Hombre de 57 años de edad que aceptó cargos por agredir sexualmente a su nieta menor de edad en Tabio (Cundinamarca) fué judicializado. La captura estuvo a cargo de la Policía en zona rural. pic.twitter.com/pzVX5qNPoE
— Localízate 1490 (@Localizate1490) June 25, 2026
El fin de las agresiones se dio el pasado 21 de junio de 2026, fecha en la que servidores de la Policía Nacional capturaron al sujeto en flagrancia mientras cometía el ilícito. El caso fue asignado de inmediato a un fiscal de la Unidad de Reacción Inmediata (URI) de Zipaquirá, quien lideró la presentación del capturado ante las instancias judiciales correspondientes para el control de legalidad de la captura.
Durante las audiencias preliminares, el ente acusador le imputó formalmente los cargos penales. Ante la contundencia del procedimiento y el peso de la flagrancia, el procesado decidió aceptar de manera voluntaria los hechos y se allanó a los cargos endilgados, lo que da paso a la emisión de una sentencia condenatoria en un periodo más corto.
Según el reporte oficial consignado en el boletín de la entidad, se le imputó el delito de “acto sexual abusivo con menor de 14 años agravado”. Del mismo modo, la decisión final del juez de control de garantías determinó de manera perentoria “medida de aseguramiento en centro carcelario”

Este caso vuelve a poner sobre la mesa la profunda vulnerabilidad de la infancia en entornos que, por su naturaleza familiar, deberían representar espacios absolutos de cuidado y protección.
La oportuna reacción de la Policía Nacional y la celeridad judicial de la URI de Zipaquirá impidieron que los vejámenes se prolongaran en el tiempo de forma silenciosa dentro de la provincia de Sabana Centro.

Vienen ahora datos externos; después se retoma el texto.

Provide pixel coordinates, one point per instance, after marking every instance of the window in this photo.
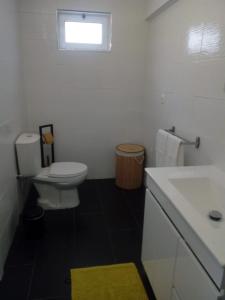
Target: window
(78, 30)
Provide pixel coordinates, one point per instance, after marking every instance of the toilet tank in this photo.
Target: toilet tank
(28, 154)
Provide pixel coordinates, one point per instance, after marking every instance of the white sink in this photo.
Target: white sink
(203, 193)
(188, 195)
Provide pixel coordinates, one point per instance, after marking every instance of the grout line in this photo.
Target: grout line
(32, 274)
(107, 228)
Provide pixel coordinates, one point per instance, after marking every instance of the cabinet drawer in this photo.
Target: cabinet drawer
(159, 248)
(190, 279)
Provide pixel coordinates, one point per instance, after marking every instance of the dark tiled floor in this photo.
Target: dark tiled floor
(105, 229)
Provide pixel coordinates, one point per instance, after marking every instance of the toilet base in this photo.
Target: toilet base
(52, 198)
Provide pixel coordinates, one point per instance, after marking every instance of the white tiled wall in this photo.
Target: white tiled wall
(95, 100)
(12, 112)
(186, 63)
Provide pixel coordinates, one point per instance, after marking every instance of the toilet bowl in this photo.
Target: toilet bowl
(56, 184)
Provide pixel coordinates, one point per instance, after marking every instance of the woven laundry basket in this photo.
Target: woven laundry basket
(129, 166)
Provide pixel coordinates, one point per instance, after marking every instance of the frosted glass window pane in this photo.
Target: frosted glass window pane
(83, 33)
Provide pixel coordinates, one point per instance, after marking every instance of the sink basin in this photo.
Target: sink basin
(204, 194)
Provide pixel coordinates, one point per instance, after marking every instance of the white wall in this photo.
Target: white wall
(11, 121)
(95, 100)
(186, 62)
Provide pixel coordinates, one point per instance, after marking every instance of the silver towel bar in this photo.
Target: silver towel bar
(185, 142)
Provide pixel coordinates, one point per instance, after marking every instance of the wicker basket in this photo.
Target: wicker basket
(129, 166)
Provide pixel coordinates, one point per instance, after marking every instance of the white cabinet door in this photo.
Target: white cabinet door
(190, 279)
(174, 295)
(159, 246)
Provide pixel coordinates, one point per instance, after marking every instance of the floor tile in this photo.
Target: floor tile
(22, 251)
(126, 245)
(15, 283)
(105, 229)
(89, 202)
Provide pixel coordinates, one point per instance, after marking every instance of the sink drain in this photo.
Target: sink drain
(215, 215)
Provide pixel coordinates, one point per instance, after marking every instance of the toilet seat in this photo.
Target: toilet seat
(66, 169)
(63, 172)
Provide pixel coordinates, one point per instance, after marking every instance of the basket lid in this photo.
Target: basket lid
(130, 148)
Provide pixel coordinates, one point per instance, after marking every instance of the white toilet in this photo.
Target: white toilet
(57, 184)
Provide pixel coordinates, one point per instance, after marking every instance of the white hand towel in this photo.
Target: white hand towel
(161, 147)
(174, 152)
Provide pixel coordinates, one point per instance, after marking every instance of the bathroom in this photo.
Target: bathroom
(163, 66)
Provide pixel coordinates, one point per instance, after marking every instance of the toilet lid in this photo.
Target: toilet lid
(67, 169)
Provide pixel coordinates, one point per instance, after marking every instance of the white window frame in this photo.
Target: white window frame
(103, 18)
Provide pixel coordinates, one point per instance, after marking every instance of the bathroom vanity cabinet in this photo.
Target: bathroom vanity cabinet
(172, 267)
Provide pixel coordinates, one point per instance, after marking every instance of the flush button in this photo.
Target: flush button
(215, 215)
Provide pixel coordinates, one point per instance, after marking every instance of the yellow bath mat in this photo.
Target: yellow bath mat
(114, 282)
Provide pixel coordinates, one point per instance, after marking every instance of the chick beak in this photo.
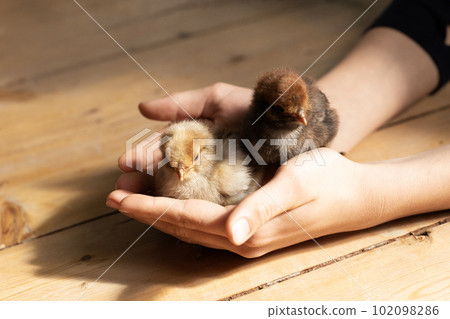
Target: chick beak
(302, 118)
(181, 173)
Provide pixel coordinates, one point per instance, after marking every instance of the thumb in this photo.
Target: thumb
(259, 207)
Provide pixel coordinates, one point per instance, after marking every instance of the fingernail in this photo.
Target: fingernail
(240, 230)
(112, 203)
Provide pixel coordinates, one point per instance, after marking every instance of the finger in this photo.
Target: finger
(144, 158)
(277, 196)
(193, 236)
(114, 198)
(135, 182)
(206, 239)
(193, 213)
(178, 106)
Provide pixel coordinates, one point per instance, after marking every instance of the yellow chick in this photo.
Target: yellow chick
(196, 169)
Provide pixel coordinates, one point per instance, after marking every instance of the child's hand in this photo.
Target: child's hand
(223, 104)
(319, 199)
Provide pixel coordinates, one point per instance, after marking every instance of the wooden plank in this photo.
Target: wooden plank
(409, 268)
(414, 136)
(62, 266)
(65, 38)
(60, 141)
(55, 259)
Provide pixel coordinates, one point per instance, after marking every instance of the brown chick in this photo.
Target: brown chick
(302, 112)
(191, 173)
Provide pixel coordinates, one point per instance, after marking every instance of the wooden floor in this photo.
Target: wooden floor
(68, 102)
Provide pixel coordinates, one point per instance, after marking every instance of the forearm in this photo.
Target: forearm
(410, 185)
(383, 74)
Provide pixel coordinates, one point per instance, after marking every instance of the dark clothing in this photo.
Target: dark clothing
(424, 21)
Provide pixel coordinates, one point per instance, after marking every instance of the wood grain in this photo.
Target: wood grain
(63, 131)
(68, 101)
(412, 267)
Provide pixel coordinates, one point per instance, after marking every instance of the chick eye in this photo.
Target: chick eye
(278, 108)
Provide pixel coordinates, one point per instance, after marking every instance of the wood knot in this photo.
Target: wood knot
(13, 224)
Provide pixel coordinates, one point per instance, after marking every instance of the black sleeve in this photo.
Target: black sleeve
(426, 22)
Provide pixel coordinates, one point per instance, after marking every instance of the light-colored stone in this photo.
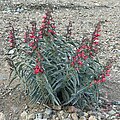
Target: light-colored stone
(31, 116)
(24, 116)
(2, 116)
(86, 114)
(74, 116)
(82, 118)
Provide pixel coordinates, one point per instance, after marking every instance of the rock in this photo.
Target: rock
(72, 109)
(86, 114)
(31, 116)
(15, 109)
(92, 118)
(55, 107)
(82, 118)
(2, 116)
(48, 111)
(111, 112)
(24, 116)
(74, 116)
(38, 116)
(60, 114)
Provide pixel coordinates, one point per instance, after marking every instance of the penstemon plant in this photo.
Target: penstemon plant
(55, 69)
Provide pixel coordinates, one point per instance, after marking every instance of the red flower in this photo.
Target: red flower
(53, 26)
(51, 31)
(97, 35)
(31, 44)
(80, 62)
(38, 69)
(44, 16)
(72, 63)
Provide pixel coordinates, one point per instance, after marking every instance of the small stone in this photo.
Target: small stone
(72, 109)
(39, 116)
(31, 116)
(55, 107)
(24, 115)
(92, 118)
(85, 114)
(82, 118)
(111, 112)
(48, 111)
(2, 116)
(74, 116)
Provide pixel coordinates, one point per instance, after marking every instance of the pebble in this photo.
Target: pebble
(2, 116)
(82, 118)
(31, 116)
(92, 118)
(39, 116)
(24, 115)
(48, 111)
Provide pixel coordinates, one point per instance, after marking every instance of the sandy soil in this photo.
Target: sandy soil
(84, 15)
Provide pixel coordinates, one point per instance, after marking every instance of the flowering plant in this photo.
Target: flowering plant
(55, 68)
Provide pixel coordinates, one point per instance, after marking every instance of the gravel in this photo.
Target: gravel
(84, 14)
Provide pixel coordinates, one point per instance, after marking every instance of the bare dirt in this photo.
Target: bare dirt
(84, 15)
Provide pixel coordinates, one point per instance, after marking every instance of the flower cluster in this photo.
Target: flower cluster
(12, 38)
(95, 40)
(38, 68)
(88, 48)
(48, 26)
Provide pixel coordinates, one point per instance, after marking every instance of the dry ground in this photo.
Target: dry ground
(84, 15)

No obstante, la gravedad de los hechos deja en evidencia que la respuesta del Estado no puede limitarse a la efectividad penal una vez cometido el delito; es indispensable robustecer las estrategias locales de detención temprana y educación en prevención para que los hogares de Cundinamarca sean entornos seguros donde se preserve, sin excepciones, la dignidad de los niños y niñas.